It’s one of ABBA’s signature songs, but the history of “Money, Money, Money” contains a couple of surprising anomalies. One is that, although it topped the charts in many European countries as well as in Australia, it wasn’t a No.1 in the UK, despite being the follow-up to “Dancing Queen,” which was. The other is that the Andersson-Ulvaeus composition took about a year to make the American chart, and then failed to make the Top 40 there.
After being an international smash in the autumn of 1976, “Money, Money, Money” entered the Billboard Hot 100 of October 22, 1977. It was the successor there to “Knowing Me, Knowing You,” which had been a respectable hit, peaking at No.14. Immediately before that, “Dancing Queen” had also twirled its way to the top of the American bestsellers.
But ABBA’s chart history in the US was always up and down. The single entered the survey at No.84, the second highest arrival of the week behind Toto’s rock-pop crossover “Hold The Line.” Queen’s “We Are The Champions” entered that same chart at No.87, as did country giant Merle Haggard’s tribute to the recently-departed Elvis, “From Graceland To The Promised Land.”
“Money, Money, Money” was originally titled “Gypsy Girl,” and described her struggles to survive in a rich man’s world.
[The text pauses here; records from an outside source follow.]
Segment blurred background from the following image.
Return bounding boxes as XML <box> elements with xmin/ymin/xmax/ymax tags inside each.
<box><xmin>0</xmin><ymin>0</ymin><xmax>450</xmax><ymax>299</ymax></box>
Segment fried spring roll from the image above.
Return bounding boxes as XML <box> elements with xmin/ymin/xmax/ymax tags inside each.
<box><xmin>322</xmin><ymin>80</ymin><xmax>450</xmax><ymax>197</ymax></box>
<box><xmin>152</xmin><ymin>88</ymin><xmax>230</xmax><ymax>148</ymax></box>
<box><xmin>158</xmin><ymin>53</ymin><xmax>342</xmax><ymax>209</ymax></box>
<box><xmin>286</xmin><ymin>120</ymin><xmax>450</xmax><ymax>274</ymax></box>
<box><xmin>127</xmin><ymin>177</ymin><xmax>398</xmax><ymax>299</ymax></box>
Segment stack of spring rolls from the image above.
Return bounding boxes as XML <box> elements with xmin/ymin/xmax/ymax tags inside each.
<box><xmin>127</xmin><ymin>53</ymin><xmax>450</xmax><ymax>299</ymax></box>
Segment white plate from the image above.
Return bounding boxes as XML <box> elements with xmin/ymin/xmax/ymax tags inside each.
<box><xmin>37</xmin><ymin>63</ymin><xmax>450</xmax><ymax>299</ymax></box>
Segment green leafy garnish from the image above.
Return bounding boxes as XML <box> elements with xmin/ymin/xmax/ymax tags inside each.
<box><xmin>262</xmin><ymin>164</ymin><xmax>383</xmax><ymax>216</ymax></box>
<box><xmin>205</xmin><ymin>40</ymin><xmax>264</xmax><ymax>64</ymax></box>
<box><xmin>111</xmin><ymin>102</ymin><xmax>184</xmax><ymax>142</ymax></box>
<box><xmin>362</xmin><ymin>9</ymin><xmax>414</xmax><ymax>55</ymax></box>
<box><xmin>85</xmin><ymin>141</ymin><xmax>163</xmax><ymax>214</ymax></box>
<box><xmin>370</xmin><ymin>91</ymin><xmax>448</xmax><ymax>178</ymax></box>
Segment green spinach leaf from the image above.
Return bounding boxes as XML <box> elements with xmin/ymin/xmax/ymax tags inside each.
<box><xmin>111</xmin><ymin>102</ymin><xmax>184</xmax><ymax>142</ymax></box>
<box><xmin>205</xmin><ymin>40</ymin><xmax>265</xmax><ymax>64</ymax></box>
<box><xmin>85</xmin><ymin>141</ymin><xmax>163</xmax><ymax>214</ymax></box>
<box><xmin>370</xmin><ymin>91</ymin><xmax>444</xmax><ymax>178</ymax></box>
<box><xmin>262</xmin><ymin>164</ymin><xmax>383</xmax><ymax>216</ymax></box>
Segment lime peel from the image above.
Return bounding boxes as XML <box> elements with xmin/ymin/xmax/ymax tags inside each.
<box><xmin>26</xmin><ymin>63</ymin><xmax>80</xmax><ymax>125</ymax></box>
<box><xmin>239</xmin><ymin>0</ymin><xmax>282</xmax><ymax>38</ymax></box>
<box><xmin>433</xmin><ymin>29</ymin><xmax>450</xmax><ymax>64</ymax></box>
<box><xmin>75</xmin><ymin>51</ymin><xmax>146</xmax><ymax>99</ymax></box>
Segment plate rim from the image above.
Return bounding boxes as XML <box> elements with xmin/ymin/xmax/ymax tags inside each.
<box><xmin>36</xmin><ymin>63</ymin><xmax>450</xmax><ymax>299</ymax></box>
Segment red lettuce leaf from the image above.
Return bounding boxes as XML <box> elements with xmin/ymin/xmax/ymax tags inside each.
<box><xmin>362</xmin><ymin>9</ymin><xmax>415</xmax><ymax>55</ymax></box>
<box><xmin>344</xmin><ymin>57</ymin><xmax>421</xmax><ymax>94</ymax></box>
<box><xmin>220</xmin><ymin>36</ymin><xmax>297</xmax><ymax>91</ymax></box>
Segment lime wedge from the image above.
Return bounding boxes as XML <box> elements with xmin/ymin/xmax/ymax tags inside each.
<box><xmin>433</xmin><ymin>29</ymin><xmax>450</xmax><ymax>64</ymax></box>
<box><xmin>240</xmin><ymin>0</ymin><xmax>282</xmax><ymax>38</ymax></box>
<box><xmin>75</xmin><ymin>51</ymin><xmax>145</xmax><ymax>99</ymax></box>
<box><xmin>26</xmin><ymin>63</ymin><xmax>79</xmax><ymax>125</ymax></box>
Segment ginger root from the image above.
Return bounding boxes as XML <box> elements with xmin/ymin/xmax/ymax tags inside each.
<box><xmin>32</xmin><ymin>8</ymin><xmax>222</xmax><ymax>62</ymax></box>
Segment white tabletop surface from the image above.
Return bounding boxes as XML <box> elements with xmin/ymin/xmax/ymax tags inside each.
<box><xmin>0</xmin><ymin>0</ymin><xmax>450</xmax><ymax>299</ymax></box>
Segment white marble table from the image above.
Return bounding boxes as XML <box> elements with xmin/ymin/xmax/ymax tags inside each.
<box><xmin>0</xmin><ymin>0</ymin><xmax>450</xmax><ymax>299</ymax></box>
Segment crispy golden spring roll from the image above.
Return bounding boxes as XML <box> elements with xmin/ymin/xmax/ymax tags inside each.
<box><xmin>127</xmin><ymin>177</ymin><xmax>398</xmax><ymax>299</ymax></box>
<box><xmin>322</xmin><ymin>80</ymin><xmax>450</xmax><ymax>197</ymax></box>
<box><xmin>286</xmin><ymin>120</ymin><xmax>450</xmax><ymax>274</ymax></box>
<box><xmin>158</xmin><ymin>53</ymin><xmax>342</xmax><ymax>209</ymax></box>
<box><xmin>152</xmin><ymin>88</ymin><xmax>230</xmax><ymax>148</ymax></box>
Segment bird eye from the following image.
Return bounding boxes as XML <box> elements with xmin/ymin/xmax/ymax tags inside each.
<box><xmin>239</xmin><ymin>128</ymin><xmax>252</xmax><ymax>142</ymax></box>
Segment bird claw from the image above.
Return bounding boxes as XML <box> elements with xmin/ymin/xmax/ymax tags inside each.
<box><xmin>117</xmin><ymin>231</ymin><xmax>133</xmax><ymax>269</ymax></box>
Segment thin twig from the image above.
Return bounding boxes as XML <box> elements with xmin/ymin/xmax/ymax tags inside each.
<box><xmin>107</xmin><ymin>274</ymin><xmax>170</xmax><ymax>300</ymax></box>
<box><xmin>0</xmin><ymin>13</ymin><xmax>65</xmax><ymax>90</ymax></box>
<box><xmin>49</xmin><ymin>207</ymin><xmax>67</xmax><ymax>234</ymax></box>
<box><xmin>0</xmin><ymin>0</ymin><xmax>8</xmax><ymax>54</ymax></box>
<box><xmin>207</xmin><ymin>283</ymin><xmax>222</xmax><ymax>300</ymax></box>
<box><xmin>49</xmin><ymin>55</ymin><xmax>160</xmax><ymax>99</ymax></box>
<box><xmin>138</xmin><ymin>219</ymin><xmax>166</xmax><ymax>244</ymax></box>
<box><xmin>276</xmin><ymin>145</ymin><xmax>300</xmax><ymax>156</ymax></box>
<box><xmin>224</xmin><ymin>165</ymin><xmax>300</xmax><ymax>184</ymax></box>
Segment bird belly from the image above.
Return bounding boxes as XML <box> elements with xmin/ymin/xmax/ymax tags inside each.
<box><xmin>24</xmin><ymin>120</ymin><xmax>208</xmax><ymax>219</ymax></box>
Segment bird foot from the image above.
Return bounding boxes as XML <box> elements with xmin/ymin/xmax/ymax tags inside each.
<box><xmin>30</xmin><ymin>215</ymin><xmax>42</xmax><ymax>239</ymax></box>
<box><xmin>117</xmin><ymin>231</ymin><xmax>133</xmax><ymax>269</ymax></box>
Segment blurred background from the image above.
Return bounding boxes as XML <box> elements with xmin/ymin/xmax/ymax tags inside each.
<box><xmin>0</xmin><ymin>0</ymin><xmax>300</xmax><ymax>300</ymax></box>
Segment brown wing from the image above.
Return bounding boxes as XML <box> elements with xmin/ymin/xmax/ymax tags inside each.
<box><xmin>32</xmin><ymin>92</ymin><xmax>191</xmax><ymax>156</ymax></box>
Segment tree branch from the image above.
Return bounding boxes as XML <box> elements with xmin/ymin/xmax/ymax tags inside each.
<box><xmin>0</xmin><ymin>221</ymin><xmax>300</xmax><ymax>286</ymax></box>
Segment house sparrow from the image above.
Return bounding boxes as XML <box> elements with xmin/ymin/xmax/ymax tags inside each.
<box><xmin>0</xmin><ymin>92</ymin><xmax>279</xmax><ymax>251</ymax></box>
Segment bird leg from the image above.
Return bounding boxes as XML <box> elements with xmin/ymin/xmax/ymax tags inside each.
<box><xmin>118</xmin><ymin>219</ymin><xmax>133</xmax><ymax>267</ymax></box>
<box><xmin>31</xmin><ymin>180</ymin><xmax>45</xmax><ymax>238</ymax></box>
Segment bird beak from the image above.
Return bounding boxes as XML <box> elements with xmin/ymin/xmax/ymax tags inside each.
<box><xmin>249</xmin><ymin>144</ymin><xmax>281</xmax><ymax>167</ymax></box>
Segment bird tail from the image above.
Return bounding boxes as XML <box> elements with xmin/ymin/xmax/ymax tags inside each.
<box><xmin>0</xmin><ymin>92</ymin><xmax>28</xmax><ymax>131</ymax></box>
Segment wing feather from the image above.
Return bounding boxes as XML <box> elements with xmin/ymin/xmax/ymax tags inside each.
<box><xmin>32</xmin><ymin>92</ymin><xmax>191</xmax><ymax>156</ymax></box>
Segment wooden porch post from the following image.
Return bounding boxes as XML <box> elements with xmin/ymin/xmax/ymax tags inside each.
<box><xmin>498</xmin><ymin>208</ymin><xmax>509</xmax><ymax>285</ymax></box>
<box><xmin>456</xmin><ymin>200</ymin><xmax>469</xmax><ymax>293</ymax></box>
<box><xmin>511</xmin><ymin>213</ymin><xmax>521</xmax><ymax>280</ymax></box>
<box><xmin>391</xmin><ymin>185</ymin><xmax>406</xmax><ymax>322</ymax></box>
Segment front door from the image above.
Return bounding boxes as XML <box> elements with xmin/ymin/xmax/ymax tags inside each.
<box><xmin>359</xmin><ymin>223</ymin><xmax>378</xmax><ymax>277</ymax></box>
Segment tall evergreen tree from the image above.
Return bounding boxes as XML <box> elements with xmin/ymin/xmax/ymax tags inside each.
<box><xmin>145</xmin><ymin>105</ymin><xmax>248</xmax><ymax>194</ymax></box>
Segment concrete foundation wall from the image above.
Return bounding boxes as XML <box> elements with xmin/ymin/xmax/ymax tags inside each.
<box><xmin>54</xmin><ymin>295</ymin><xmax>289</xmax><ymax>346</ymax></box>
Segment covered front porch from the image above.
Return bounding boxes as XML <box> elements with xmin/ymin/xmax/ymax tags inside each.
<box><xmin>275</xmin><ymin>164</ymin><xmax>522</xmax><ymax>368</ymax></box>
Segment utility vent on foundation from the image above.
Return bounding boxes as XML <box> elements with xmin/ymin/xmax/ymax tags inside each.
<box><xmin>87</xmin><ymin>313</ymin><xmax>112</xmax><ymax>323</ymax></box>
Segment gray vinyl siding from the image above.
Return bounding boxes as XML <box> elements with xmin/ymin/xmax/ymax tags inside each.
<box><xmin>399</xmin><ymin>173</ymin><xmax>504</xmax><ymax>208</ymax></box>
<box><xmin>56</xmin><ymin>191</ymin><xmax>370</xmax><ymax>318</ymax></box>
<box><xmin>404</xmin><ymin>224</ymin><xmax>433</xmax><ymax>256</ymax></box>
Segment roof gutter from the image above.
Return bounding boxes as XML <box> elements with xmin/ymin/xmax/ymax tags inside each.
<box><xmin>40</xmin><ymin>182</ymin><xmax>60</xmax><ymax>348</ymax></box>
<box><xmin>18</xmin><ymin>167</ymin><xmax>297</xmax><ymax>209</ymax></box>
Billboard pointed out that it had “lots of good-natured gimmicks.” It climbed the chart falteringly for a few weeks, sometimes with a bullet and sometimes without, but peaked at No.56 in mid-November.
That was dramatically out of step with the single’s performance in many other countries. It went to No.1 in Germany, Austria, Holland and New Zealand, and No.3 in the UK. In Australia, one of the group’s strongholds, it was the seventh biggest single of the year. Their fortunes were somewhat restored soon, though, as “The Name Of The Game” arrived in the US countdown in Christmas week, 1977 and became a Top 20 hit in the new year.